Orange S.A. (ORA.PA) • EURONEXT
Unlock comprehensive alternative data signals to make better investment decisions

Track website visits, page views, unique visitors, and engagement metrics over time to gauge online interest and brand strength.

Monitor Twitter follower growth, engagement rates, and social media presence to understand brand reach and community sentiment.

Analyze TikTok follower trends and viral content performance to measure youth demographic appeal and cultural relevance.

Track Facebook page likes, comments, shares, and post engagement to assess community interaction and brand loyalty.

Monitor Instagram follower growth, engagement rates, and visual content performance across demographics.

Track YouTube channel growth, video views, and subscriber engagement to measure content marketing effectiveness.

Monitor LinkedIn company page followers and professional network growth to assess B2B brand strength and talent attraction.

Track open job positions and hiring trends as a leading indicator of company expansion, contraction, or strategic shifts.

Monitor employee headcount changes on LinkedIn to gauge organizational growth, restructuring, or cost-cutting measures.

Analyze sentiment scores from Reddit discussions to understand retail investor mood and potential price momentum.

Track daily news mentions across major publications to measure media attention, PR effectiveness, and market awareness.

View key financial metrics including Revenue, Net Income, EPS, Free Cash Flow, EBITDA, and Total Assets. Access 2-year quarterly charts for Revenue & Income and Free Cash Flow trends.

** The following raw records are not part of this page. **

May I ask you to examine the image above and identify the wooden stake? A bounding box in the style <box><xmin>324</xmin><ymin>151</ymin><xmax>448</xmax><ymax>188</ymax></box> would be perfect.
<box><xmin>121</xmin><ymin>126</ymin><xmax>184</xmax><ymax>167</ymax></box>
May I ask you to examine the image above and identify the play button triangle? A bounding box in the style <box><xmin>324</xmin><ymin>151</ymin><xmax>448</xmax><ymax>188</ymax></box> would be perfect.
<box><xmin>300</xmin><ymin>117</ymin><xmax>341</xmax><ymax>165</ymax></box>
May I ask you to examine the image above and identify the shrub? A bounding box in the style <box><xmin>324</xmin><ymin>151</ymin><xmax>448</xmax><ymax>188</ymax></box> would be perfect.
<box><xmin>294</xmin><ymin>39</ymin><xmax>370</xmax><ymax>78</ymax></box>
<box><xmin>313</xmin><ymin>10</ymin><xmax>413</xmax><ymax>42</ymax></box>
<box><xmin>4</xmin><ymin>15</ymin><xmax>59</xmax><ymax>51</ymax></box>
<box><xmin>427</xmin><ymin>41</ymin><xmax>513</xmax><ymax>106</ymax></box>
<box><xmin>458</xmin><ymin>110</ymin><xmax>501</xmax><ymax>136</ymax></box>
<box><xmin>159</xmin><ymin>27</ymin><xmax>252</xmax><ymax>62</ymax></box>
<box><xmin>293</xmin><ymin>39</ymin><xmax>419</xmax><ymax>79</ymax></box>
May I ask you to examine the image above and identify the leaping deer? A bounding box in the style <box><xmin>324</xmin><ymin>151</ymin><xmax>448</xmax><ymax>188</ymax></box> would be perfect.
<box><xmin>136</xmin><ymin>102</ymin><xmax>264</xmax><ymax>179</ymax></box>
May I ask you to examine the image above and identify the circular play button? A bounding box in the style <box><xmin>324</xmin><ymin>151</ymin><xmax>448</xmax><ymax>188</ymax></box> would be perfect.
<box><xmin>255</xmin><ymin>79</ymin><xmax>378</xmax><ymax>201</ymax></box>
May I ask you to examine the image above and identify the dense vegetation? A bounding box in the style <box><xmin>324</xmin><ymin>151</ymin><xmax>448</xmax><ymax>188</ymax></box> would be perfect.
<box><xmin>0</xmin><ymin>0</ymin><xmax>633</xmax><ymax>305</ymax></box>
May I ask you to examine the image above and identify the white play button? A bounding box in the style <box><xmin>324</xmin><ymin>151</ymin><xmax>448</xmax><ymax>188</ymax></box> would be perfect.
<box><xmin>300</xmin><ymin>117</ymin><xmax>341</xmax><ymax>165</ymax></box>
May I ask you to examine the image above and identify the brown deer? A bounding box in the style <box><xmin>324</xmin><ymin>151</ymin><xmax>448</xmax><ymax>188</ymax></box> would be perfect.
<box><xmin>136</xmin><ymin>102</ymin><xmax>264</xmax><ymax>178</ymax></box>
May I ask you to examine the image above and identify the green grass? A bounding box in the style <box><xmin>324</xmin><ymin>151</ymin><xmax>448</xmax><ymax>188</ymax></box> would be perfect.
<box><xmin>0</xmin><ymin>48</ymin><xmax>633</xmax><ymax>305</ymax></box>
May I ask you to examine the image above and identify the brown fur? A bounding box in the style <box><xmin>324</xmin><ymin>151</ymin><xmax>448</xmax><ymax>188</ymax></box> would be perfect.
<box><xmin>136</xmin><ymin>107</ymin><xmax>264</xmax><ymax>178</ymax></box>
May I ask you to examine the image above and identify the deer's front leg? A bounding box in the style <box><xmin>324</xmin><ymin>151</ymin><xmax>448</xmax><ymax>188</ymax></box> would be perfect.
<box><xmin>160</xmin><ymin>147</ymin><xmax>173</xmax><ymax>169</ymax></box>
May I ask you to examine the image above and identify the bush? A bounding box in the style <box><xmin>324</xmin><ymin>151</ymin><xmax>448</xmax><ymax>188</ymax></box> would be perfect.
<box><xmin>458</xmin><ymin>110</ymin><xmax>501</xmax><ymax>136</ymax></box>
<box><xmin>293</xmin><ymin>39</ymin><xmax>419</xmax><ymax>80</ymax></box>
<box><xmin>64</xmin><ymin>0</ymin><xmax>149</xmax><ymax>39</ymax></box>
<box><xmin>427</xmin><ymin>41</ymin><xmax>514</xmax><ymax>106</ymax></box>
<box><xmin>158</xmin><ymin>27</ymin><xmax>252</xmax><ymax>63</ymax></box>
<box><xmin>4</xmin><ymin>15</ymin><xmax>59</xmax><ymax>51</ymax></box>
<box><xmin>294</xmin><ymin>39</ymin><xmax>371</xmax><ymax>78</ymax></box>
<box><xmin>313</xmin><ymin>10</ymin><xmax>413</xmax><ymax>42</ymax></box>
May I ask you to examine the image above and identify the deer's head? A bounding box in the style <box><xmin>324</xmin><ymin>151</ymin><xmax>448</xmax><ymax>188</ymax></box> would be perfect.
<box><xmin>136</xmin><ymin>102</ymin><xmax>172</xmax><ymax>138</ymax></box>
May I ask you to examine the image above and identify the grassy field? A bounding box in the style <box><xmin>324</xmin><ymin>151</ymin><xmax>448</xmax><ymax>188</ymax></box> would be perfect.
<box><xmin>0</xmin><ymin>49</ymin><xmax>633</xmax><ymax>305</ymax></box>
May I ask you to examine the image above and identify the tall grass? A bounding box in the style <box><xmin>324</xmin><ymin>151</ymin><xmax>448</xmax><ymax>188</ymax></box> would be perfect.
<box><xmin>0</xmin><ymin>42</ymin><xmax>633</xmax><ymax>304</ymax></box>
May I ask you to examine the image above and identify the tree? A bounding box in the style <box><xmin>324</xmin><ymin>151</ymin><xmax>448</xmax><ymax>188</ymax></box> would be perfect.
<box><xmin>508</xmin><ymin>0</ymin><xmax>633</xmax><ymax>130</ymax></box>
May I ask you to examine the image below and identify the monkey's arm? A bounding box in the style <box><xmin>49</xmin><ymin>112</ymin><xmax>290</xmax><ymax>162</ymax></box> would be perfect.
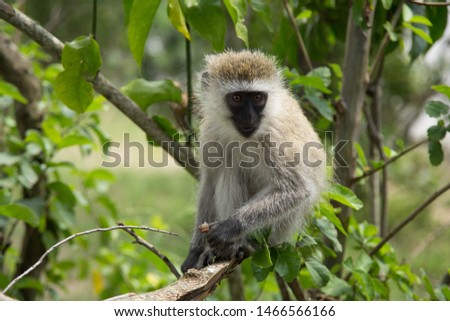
<box><xmin>181</xmin><ymin>171</ymin><xmax>216</xmax><ymax>272</ymax></box>
<box><xmin>208</xmin><ymin>168</ymin><xmax>310</xmax><ymax>257</ymax></box>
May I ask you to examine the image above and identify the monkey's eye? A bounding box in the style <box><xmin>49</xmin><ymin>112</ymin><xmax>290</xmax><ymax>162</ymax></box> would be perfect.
<box><xmin>252</xmin><ymin>92</ymin><xmax>267</xmax><ymax>107</ymax></box>
<box><xmin>231</xmin><ymin>93</ymin><xmax>243</xmax><ymax>104</ymax></box>
<box><xmin>225</xmin><ymin>92</ymin><xmax>245</xmax><ymax>107</ymax></box>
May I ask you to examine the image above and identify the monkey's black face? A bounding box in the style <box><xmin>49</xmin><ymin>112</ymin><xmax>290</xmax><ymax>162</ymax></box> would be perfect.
<box><xmin>225</xmin><ymin>91</ymin><xmax>267</xmax><ymax>137</ymax></box>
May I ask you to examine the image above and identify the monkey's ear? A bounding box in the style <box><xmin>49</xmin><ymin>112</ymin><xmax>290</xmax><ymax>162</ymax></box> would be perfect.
<box><xmin>201</xmin><ymin>71</ymin><xmax>209</xmax><ymax>88</ymax></box>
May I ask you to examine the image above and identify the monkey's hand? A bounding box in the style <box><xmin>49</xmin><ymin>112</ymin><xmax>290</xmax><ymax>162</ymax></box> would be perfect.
<box><xmin>181</xmin><ymin>246</ymin><xmax>214</xmax><ymax>273</ymax></box>
<box><xmin>206</xmin><ymin>218</ymin><xmax>252</xmax><ymax>261</ymax></box>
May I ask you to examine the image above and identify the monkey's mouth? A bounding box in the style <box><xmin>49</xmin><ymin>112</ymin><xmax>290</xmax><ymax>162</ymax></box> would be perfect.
<box><xmin>238</xmin><ymin>125</ymin><xmax>257</xmax><ymax>137</ymax></box>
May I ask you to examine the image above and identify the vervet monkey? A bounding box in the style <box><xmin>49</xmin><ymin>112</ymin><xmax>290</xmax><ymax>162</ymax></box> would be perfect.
<box><xmin>181</xmin><ymin>51</ymin><xmax>327</xmax><ymax>272</ymax></box>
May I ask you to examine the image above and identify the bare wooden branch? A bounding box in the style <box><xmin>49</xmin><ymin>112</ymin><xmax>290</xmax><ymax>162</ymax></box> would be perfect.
<box><xmin>353</xmin><ymin>139</ymin><xmax>428</xmax><ymax>183</ymax></box>
<box><xmin>288</xmin><ymin>278</ymin><xmax>306</xmax><ymax>301</ymax></box>
<box><xmin>0</xmin><ymin>1</ymin><xmax>198</xmax><ymax>177</ymax></box>
<box><xmin>0</xmin><ymin>225</ymin><xmax>177</xmax><ymax>294</ymax></box>
<box><xmin>369</xmin><ymin>183</ymin><xmax>450</xmax><ymax>255</ymax></box>
<box><xmin>275</xmin><ymin>272</ymin><xmax>291</xmax><ymax>301</ymax></box>
<box><xmin>108</xmin><ymin>260</ymin><xmax>239</xmax><ymax>301</ymax></box>
<box><xmin>283</xmin><ymin>0</ymin><xmax>313</xmax><ymax>74</ymax></box>
<box><xmin>408</xmin><ymin>0</ymin><xmax>450</xmax><ymax>7</ymax></box>
<box><xmin>117</xmin><ymin>223</ymin><xmax>181</xmax><ymax>279</ymax></box>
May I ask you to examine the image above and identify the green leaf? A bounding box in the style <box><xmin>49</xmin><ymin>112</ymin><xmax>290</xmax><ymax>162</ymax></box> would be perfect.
<box><xmin>184</xmin><ymin>0</ymin><xmax>227</xmax><ymax>51</ymax></box>
<box><xmin>425</xmin><ymin>6</ymin><xmax>448</xmax><ymax>41</ymax></box>
<box><xmin>0</xmin><ymin>204</ymin><xmax>39</xmax><ymax>227</ymax></box>
<box><xmin>0</xmin><ymin>80</ymin><xmax>28</xmax><ymax>104</ymax></box>
<box><xmin>19</xmin><ymin>161</ymin><xmax>39</xmax><ymax>188</ymax></box>
<box><xmin>383</xmin><ymin>21</ymin><xmax>398</xmax><ymax>42</ymax></box>
<box><xmin>425</xmin><ymin>100</ymin><xmax>449</xmax><ymax>118</ymax></box>
<box><xmin>422</xmin><ymin>272</ymin><xmax>438</xmax><ymax>301</ymax></box>
<box><xmin>252</xmin><ymin>244</ymin><xmax>273</xmax><ymax>268</ymax></box>
<box><xmin>250</xmin><ymin>0</ymin><xmax>275</xmax><ymax>32</ymax></box>
<box><xmin>48</xmin><ymin>181</ymin><xmax>77</xmax><ymax>208</ymax></box>
<box><xmin>223</xmin><ymin>0</ymin><xmax>248</xmax><ymax>48</ymax></box>
<box><xmin>381</xmin><ymin>0</ymin><xmax>392</xmax><ymax>10</ymax></box>
<box><xmin>61</xmin><ymin>36</ymin><xmax>102</xmax><ymax>80</ymax></box>
<box><xmin>152</xmin><ymin>115</ymin><xmax>179</xmax><ymax>140</ymax></box>
<box><xmin>431</xmin><ymin>85</ymin><xmax>450</xmax><ymax>99</ymax></box>
<box><xmin>328</xmin><ymin>64</ymin><xmax>343</xmax><ymax>79</ymax></box>
<box><xmin>0</xmin><ymin>152</ymin><xmax>21</xmax><ymax>166</ymax></box>
<box><xmin>326</xmin><ymin>183</ymin><xmax>364</xmax><ymax>210</ymax></box>
<box><xmin>427</xmin><ymin>125</ymin><xmax>447</xmax><ymax>141</ymax></box>
<box><xmin>58</xmin><ymin>133</ymin><xmax>94</xmax><ymax>150</ymax></box>
<box><xmin>355</xmin><ymin>143</ymin><xmax>367</xmax><ymax>167</ymax></box>
<box><xmin>353</xmin><ymin>270</ymin><xmax>375</xmax><ymax>301</ymax></box>
<box><xmin>251</xmin><ymin>260</ymin><xmax>273</xmax><ymax>282</ymax></box>
<box><xmin>428</xmin><ymin>140</ymin><xmax>444</xmax><ymax>166</ymax></box>
<box><xmin>408</xmin><ymin>16</ymin><xmax>433</xmax><ymax>27</ymax></box>
<box><xmin>167</xmin><ymin>0</ymin><xmax>191</xmax><ymax>40</ymax></box>
<box><xmin>128</xmin><ymin>0</ymin><xmax>161</xmax><ymax>68</ymax></box>
<box><xmin>315</xmin><ymin>218</ymin><xmax>342</xmax><ymax>252</ymax></box>
<box><xmin>274</xmin><ymin>243</ymin><xmax>301</xmax><ymax>282</ymax></box>
<box><xmin>402</xmin><ymin>4</ymin><xmax>414</xmax><ymax>21</ymax></box>
<box><xmin>403</xmin><ymin>22</ymin><xmax>433</xmax><ymax>44</ymax></box>
<box><xmin>54</xmin><ymin>69</ymin><xmax>94</xmax><ymax>113</ymax></box>
<box><xmin>122</xmin><ymin>79</ymin><xmax>182</xmax><ymax>110</ymax></box>
<box><xmin>319</xmin><ymin>202</ymin><xmax>347</xmax><ymax>235</ymax></box>
<box><xmin>305</xmin><ymin>258</ymin><xmax>331</xmax><ymax>287</ymax></box>
<box><xmin>291</xmin><ymin>76</ymin><xmax>331</xmax><ymax>94</ymax></box>
<box><xmin>306</xmin><ymin>95</ymin><xmax>334</xmax><ymax>121</ymax></box>
<box><xmin>321</xmin><ymin>275</ymin><xmax>353</xmax><ymax>297</ymax></box>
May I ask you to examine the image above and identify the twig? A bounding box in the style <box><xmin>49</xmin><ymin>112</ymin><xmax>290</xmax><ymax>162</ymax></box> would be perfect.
<box><xmin>117</xmin><ymin>223</ymin><xmax>181</xmax><ymax>279</ymax></box>
<box><xmin>91</xmin><ymin>0</ymin><xmax>97</xmax><ymax>39</ymax></box>
<box><xmin>369</xmin><ymin>183</ymin><xmax>450</xmax><ymax>256</ymax></box>
<box><xmin>0</xmin><ymin>1</ymin><xmax>198</xmax><ymax>177</ymax></box>
<box><xmin>283</xmin><ymin>0</ymin><xmax>313</xmax><ymax>74</ymax></box>
<box><xmin>185</xmin><ymin>24</ymin><xmax>194</xmax><ymax>145</ymax></box>
<box><xmin>288</xmin><ymin>278</ymin><xmax>306</xmax><ymax>301</ymax></box>
<box><xmin>408</xmin><ymin>0</ymin><xmax>450</xmax><ymax>7</ymax></box>
<box><xmin>370</xmin><ymin>0</ymin><xmax>405</xmax><ymax>80</ymax></box>
<box><xmin>275</xmin><ymin>272</ymin><xmax>291</xmax><ymax>301</ymax></box>
<box><xmin>2</xmin><ymin>225</ymin><xmax>177</xmax><ymax>294</ymax></box>
<box><xmin>352</xmin><ymin>139</ymin><xmax>428</xmax><ymax>183</ymax></box>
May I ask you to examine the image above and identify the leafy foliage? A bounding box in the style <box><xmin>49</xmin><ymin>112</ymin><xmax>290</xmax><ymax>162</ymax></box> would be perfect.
<box><xmin>0</xmin><ymin>0</ymin><xmax>450</xmax><ymax>300</ymax></box>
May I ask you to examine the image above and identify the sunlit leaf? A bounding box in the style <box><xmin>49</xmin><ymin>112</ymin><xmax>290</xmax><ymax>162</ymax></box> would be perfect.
<box><xmin>224</xmin><ymin>0</ymin><xmax>248</xmax><ymax>48</ymax></box>
<box><xmin>425</xmin><ymin>100</ymin><xmax>449</xmax><ymax>118</ymax></box>
<box><xmin>54</xmin><ymin>69</ymin><xmax>94</xmax><ymax>113</ymax></box>
<box><xmin>305</xmin><ymin>258</ymin><xmax>331</xmax><ymax>287</ymax></box>
<box><xmin>0</xmin><ymin>204</ymin><xmax>39</xmax><ymax>227</ymax></box>
<box><xmin>128</xmin><ymin>0</ymin><xmax>161</xmax><ymax>67</ymax></box>
<box><xmin>61</xmin><ymin>36</ymin><xmax>102</xmax><ymax>79</ymax></box>
<box><xmin>185</xmin><ymin>0</ymin><xmax>226</xmax><ymax>51</ymax></box>
<box><xmin>431</xmin><ymin>85</ymin><xmax>450</xmax><ymax>99</ymax></box>
<box><xmin>122</xmin><ymin>79</ymin><xmax>182</xmax><ymax>109</ymax></box>
<box><xmin>167</xmin><ymin>0</ymin><xmax>191</xmax><ymax>40</ymax></box>
<box><xmin>428</xmin><ymin>140</ymin><xmax>444</xmax><ymax>166</ymax></box>
<box><xmin>0</xmin><ymin>80</ymin><xmax>28</xmax><ymax>104</ymax></box>
<box><xmin>274</xmin><ymin>243</ymin><xmax>301</xmax><ymax>282</ymax></box>
<box><xmin>326</xmin><ymin>183</ymin><xmax>364</xmax><ymax>210</ymax></box>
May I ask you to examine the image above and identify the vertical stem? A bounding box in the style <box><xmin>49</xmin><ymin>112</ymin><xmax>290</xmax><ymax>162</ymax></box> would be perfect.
<box><xmin>185</xmin><ymin>24</ymin><xmax>193</xmax><ymax>146</ymax></box>
<box><xmin>334</xmin><ymin>1</ymin><xmax>376</xmax><ymax>265</ymax></box>
<box><xmin>92</xmin><ymin>0</ymin><xmax>97</xmax><ymax>39</ymax></box>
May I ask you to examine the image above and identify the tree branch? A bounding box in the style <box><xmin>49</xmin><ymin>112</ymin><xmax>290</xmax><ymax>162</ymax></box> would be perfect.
<box><xmin>408</xmin><ymin>0</ymin><xmax>450</xmax><ymax>7</ymax></box>
<box><xmin>118</xmin><ymin>223</ymin><xmax>181</xmax><ymax>279</ymax></box>
<box><xmin>1</xmin><ymin>225</ymin><xmax>177</xmax><ymax>294</ymax></box>
<box><xmin>283</xmin><ymin>0</ymin><xmax>313</xmax><ymax>74</ymax></box>
<box><xmin>369</xmin><ymin>183</ymin><xmax>450</xmax><ymax>256</ymax></box>
<box><xmin>108</xmin><ymin>260</ymin><xmax>240</xmax><ymax>301</ymax></box>
<box><xmin>353</xmin><ymin>139</ymin><xmax>428</xmax><ymax>183</ymax></box>
<box><xmin>0</xmin><ymin>1</ymin><xmax>198</xmax><ymax>177</ymax></box>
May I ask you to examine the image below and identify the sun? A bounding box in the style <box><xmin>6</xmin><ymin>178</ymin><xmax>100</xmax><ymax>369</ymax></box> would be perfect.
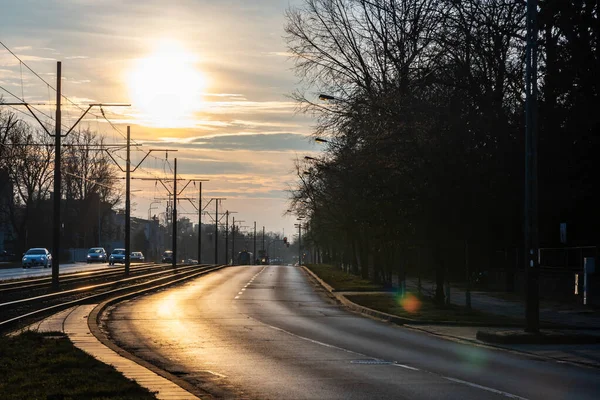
<box><xmin>127</xmin><ymin>40</ymin><xmax>206</xmax><ymax>127</ymax></box>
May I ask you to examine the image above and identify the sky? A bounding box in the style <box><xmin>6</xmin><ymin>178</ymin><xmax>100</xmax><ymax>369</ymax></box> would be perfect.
<box><xmin>0</xmin><ymin>0</ymin><xmax>319</xmax><ymax>237</ymax></box>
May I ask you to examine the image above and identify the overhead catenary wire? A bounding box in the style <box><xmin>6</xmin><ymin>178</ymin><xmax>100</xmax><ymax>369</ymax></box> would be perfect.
<box><xmin>0</xmin><ymin>40</ymin><xmax>103</xmax><ymax>119</ymax></box>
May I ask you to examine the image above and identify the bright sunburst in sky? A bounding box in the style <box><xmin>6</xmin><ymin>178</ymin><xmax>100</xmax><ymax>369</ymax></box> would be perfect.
<box><xmin>0</xmin><ymin>0</ymin><xmax>319</xmax><ymax>233</ymax></box>
<box><xmin>127</xmin><ymin>40</ymin><xmax>207</xmax><ymax>128</ymax></box>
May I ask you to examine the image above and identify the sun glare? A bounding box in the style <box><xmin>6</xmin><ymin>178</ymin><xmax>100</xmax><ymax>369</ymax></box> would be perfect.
<box><xmin>128</xmin><ymin>41</ymin><xmax>206</xmax><ymax>127</ymax></box>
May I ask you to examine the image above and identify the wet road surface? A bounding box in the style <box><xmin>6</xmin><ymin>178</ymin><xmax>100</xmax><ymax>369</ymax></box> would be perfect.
<box><xmin>106</xmin><ymin>266</ymin><xmax>600</xmax><ymax>399</ymax></box>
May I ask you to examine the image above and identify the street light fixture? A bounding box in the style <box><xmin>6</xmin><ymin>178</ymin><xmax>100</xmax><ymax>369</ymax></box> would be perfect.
<box><xmin>319</xmin><ymin>93</ymin><xmax>338</xmax><ymax>101</ymax></box>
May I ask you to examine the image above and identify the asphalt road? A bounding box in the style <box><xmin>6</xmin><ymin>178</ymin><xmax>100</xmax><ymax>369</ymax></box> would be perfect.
<box><xmin>105</xmin><ymin>266</ymin><xmax>600</xmax><ymax>399</ymax></box>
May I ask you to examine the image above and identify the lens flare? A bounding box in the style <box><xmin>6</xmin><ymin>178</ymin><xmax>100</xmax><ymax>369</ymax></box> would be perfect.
<box><xmin>400</xmin><ymin>293</ymin><xmax>421</xmax><ymax>314</ymax></box>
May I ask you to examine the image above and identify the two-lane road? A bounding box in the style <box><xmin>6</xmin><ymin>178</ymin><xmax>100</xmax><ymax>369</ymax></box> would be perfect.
<box><xmin>107</xmin><ymin>266</ymin><xmax>600</xmax><ymax>399</ymax></box>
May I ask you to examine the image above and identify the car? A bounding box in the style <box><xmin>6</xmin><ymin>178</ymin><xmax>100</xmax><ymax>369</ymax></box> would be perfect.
<box><xmin>21</xmin><ymin>247</ymin><xmax>52</xmax><ymax>268</ymax></box>
<box><xmin>108</xmin><ymin>249</ymin><xmax>125</xmax><ymax>265</ymax></box>
<box><xmin>87</xmin><ymin>247</ymin><xmax>108</xmax><ymax>264</ymax></box>
<box><xmin>0</xmin><ymin>250</ymin><xmax>15</xmax><ymax>261</ymax></box>
<box><xmin>129</xmin><ymin>251</ymin><xmax>144</xmax><ymax>262</ymax></box>
<box><xmin>162</xmin><ymin>250</ymin><xmax>173</xmax><ymax>262</ymax></box>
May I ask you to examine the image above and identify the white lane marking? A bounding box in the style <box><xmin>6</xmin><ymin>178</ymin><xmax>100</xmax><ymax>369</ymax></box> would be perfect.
<box><xmin>392</xmin><ymin>363</ymin><xmax>420</xmax><ymax>371</ymax></box>
<box><xmin>248</xmin><ymin>315</ymin><xmax>528</xmax><ymax>400</ymax></box>
<box><xmin>203</xmin><ymin>369</ymin><xmax>227</xmax><ymax>378</ymax></box>
<box><xmin>440</xmin><ymin>375</ymin><xmax>527</xmax><ymax>400</ymax></box>
<box><xmin>233</xmin><ymin>267</ymin><xmax>267</xmax><ymax>300</ymax></box>
<box><xmin>264</xmin><ymin>317</ymin><xmax>373</xmax><ymax>358</ymax></box>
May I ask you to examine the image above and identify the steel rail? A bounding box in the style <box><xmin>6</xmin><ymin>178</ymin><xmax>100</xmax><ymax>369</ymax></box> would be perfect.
<box><xmin>0</xmin><ymin>264</ymin><xmax>170</xmax><ymax>296</ymax></box>
<box><xmin>0</xmin><ymin>264</ymin><xmax>206</xmax><ymax>309</ymax></box>
<box><xmin>0</xmin><ymin>264</ymin><xmax>226</xmax><ymax>332</ymax></box>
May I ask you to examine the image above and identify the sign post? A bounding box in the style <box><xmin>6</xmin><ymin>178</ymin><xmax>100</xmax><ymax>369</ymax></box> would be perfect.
<box><xmin>583</xmin><ymin>257</ymin><xmax>596</xmax><ymax>305</ymax></box>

Analyze technical indicators including 50-day Simple Moving Average (SMA) with price overlay and Relative Strength Index (RSI) charts.
Our AI Score rates companies on a scale from 0 to 10, based on alternative data points such as web traffic, app downloads, and job postings — combined with financial health indicators and technical signals.
TrendEdge provides tools and data for research and educational purposes only and does not provide investment advice or personal recommendations.
The very high P/E ratio of 153.68 against a low EPS of €0.11 suggests that current earnings do not fundamentally justify the share price and that the stock is priced for significant improvement. Without evidence of strong earnings growth or margin expansion, this valuation looks stretched and vulnerable to disappointment.
The stock is trading at €16.91, about 6.9% lower over the past month, indicating recent selling pressure but not a collapse. The RSI at 36.54 is near oversold territory, while the price remains above the 200-day moving average of €15.82, suggesting a pullback within a still-intact longer-term uptrend.
Operational and brand-intensity signals are broadly positive: strong app download volumes, stable web traffic, and a rising number of job openings suggest ongoing investment and customer engagement. Social media followings are large and mostly growing, indicating sustained brand reach and marketing effectiveness.
Overall, the picture is mixed: alternative data and long-term technicals lean positive, but the very high P/E relative to modest EPS makes the valuation look demanding. The recent price pullback and near-oversold RSI suggest some downside has already been priced in, yet earnings quality and growth must improve to justify current levels. On balance, the setup appears neutral, with both upside and downside risks tied closely to future earnings delivery.